More than eight months after the government scrapped the controversial ‘no-go’ policy, which had banned mining in some areas, state-owned Coal India Ltd (CIL) is still struggling to operate its new projects located in the so-called no-go areas in the absence of a formal go-ahead from the environment ministry.
The delay is set to stem the miner’s efforts to meet new supply obligations, further aggravating the ongoing coal crisis in the country.
“Since September last year, only two of our new mining projects have received clearance and, that too, outside of the no-go list. Overall, 179 proposals are still awaiting green clearances,” CIL Chairman S Narsing Rao told Business Standard. This includes 132 proposals awaiting the first stage clearance and 47 waiting for the second stage nod from the ministry. Around 40 of CIL’s new projects are stuck in the no-go zones.
The ministry, under the then environment minister Jairam Ramesh, had announced the no-go classification in mid-2010, banning mining in major coal bearing areas.

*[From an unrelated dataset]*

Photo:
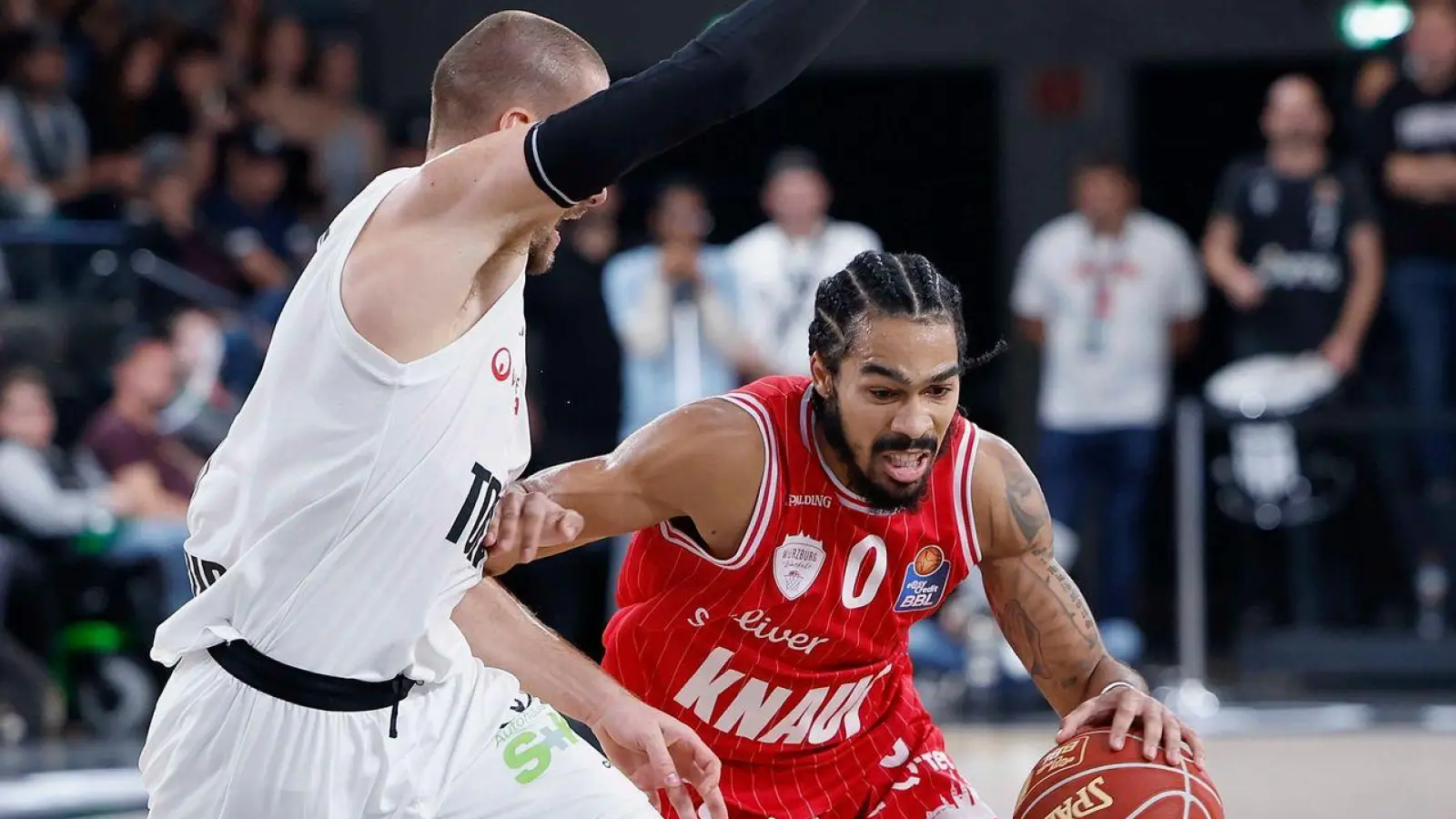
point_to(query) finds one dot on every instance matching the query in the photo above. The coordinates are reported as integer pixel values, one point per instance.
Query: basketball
(1085, 777)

The move blocked the development of 203 coal blocks with reserves of a whopping 660 million tonnes (mt)–enough to fire a power generation capacity of 130,000 Mw. Apart from CIL’s projects, blocks allotted to two dozen companies, including NTPC, Hindalco Industries, Essar Power and Adani Power, were also falling under the no-go zones. A twelve-member ministerial panel, headed by Finance Minister Pranab Mukherjee, had in September last year decided to do away with the classification.
While the no-go system has been done away with, the environment ministry is now working on a new concept which will demarcate some mining areas as "inviolate areas", where mining will be prohibited, owing to their high quality of forest cover.
CIL claim rejected
A senior official from the environment ministry rejected CIL's claim that delay in green clearances were hurting production. "The company is raising a hue and cry to put the blame for reduced output on others. CIL has not developed even 10 per cent of the land in some forest areas approved by us for the company," he said. He also added that as the policy on "inviolate areas" is still under works, it cannot be a reason for delayed clearances as claimed by CIL.

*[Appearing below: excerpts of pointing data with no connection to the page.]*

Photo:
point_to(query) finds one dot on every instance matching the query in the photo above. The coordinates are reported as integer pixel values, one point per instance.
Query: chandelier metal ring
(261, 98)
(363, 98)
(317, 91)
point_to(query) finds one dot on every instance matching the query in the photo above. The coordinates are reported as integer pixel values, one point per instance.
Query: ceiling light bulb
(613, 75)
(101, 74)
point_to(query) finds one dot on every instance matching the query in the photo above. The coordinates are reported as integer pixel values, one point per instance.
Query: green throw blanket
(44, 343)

Despite the lack of approvals for new projects, CIL reported a two per cent growth in its 2011-12 output. The world’s largest coal producer ramped up production in February and March to make up for a dip in output in the early part of the year.
This year, however, the pressure to meet supply obligations has increased manifold as the government forced the company to sign pacts with power producers at a higher commitment level of 85 per cent of demand.
Rao, however, is optimistic about meeting the challenge. The company is bracing itself to meet this year’s higher production target of 464 mt, in addition to the 70 mt supply commitment for new power projects. “Our capital expenditure is set to double from Rs 4,000 crore last financial year to Rs 8,000 crore this fiscal. This is apart from the Rs 6,000 crore to be invested in acquisitions of assets overseas,” he said.
A majority of the new investment this year would be channelized in buying heavy earth moving machinery for two subsidiaries — South Eastern Coalfields Ltd (SECL) and Northern Coalfields Ltd (NCL). The rest of the investment would go in land acquisition in new mines and improving railway sidings for speedier evacuation.
Rao also said his team had started applying for green clearances with the environment ministry afresh. The coal ministry had last January instructed state governments to submit revised proposals for projects stuck in the no-go areas, taking note of a formal end to the classification.
The government had scrapped the no-go plicy after the new environment minister Jayanthi Natarajan had agreed that the classification should not be for the basis for clearance or rejection of coal blocks.
The decision was based on a recommendation by a committee under Planning Commission member B K Chaturvedi, which said the no-go classification had no legal basis.